On prétend, de nos jours, que Marlinsky est vieux jeu, on ne le lit plus et se moque même de lui, mais en 1830 il était plus illustre que quiconque et Pouchkine lui-même, au dire des jeunes gens, ne pouvait pas lui être comparé. Marlinsky avait acquis la réputation de premier écrivain russe, mieux encore — chose rare et difficilement réalisable — il avait imprimé sa trace sur le front de toute la génération de son époque. Partout où vous alliez, vous étiez assuré de rencontrer des personnages à la Marlinsky ; ils étaient particulièrement nombreux en province, plus spécialement dans l’armée, et surtout dans l’artillerie. Leurs propos et leurs lettres s’inspiraient de leur auteur favori ; leur commerce était sombre, taciturne, « la tempête dans l’âme et le feu dans le sang », comme le lieutenant Bélozor dans La Frégate de l’Espérance. Ils « dévoraient » les cœurs féminins, aussi leur avait-on collé l’étiquette d’ « homme fatal ». Comme vous le savez tous, ce type s’est conservé assez longtemps — jusqu’à Petchorine. Et que n’y trouvait-on pas : byronisme, romantisme, réminiscences de la Révolution française et de l’émeute de Décembre, culte de Napoléon, foi dans le destin, la bonne étoile et la force de caractère, la pose et la déclamation — et l’ennui du néant ; l’angoisse d’une fierté mesquine, alliée à une énergie et à un courage réels ; de nobles aspirations, contrariées par une éducation négligée et une grossièreté native ; des prétentions aristocratiques et une vantardise futile… Bref, assez de philosophie… Je vous ai promis un récit.

Chapitre 2

 

Le sous-lieutenant Teglev appartenait à la catégorie des hommes « fatals », bien qu’il n’eût pas le physique de l’emploi : par exemple, il ne présentait la moindre ressemblance avec le « fataliste » de Lermontov. C’était un homme de faible taille, assez corpulent, légèrement voûté, blond et presque blondasse ; la face était ronde, fraîche, les joues roses, le nez retroussé, le front bas et étroit, de grosses lèvres régulières et toujours immobiles : jamais je ne l’ai vu rire, ni même sourire. À peine ai-je entrevu ses dents, blanches comme sucre et carrées, quand la fatigue et l’essoufflement l’obligeaient d’ouvrir la bouche. Cette rigidité voulue, répandue sur tous ses traits, leur faisait perdre leur air de bonhomie innée. Seuls, les yeux n’étaient pas tout à fait ordinaires : petits, avec des prunelles vertes et des cils jaunes ; l’œil droit était légèrement plus haut placé que le gauche ; la paupière gauche ne se soulevait jamais entièrement, et tout cela conférait à sa physionomie une expression singulière, dissymétrique et somnolente. Le visage, au demeurant amène, reflétait généralement une sorte d’insatisfaction mêlée de surprise, comme si le personnage avait guetté, en son for intérieur, une pensée morose, sans réussir à s’y fixer.

Avec tout cela, Teglev ne produisait nullement l’impression d’un homme plein de lui-même, et vous l’eussiez pris bien plutôt pour un humilié que pour un orgueilleux. Il parlait peu, d’une voix enrouée et parfois bégayante, en répétant sans raison les mêmes mots. À l’opposé de la grande majorité des fatalistes, il évitait les expressions par trop précieuses et ne les employait que dans les épîtres ; son écriture était très exactement celle d’un enfant.

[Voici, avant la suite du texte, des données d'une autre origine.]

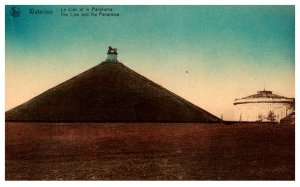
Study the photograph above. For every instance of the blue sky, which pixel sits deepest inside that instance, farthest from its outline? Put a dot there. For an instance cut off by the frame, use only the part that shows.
(228, 51)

De l’avis de tous ses supérieurs, c’était un officier « comme ci, comme ça », pas trop doué et insuffisamment zélé. « Ponctuel, mais désordonné », déclarait le général de brigade, un Allemand russifié. En quoi il reflétait exactement l’opinion de la troupe : « comme ci, comme ça » — moitié figue et moitié raisin.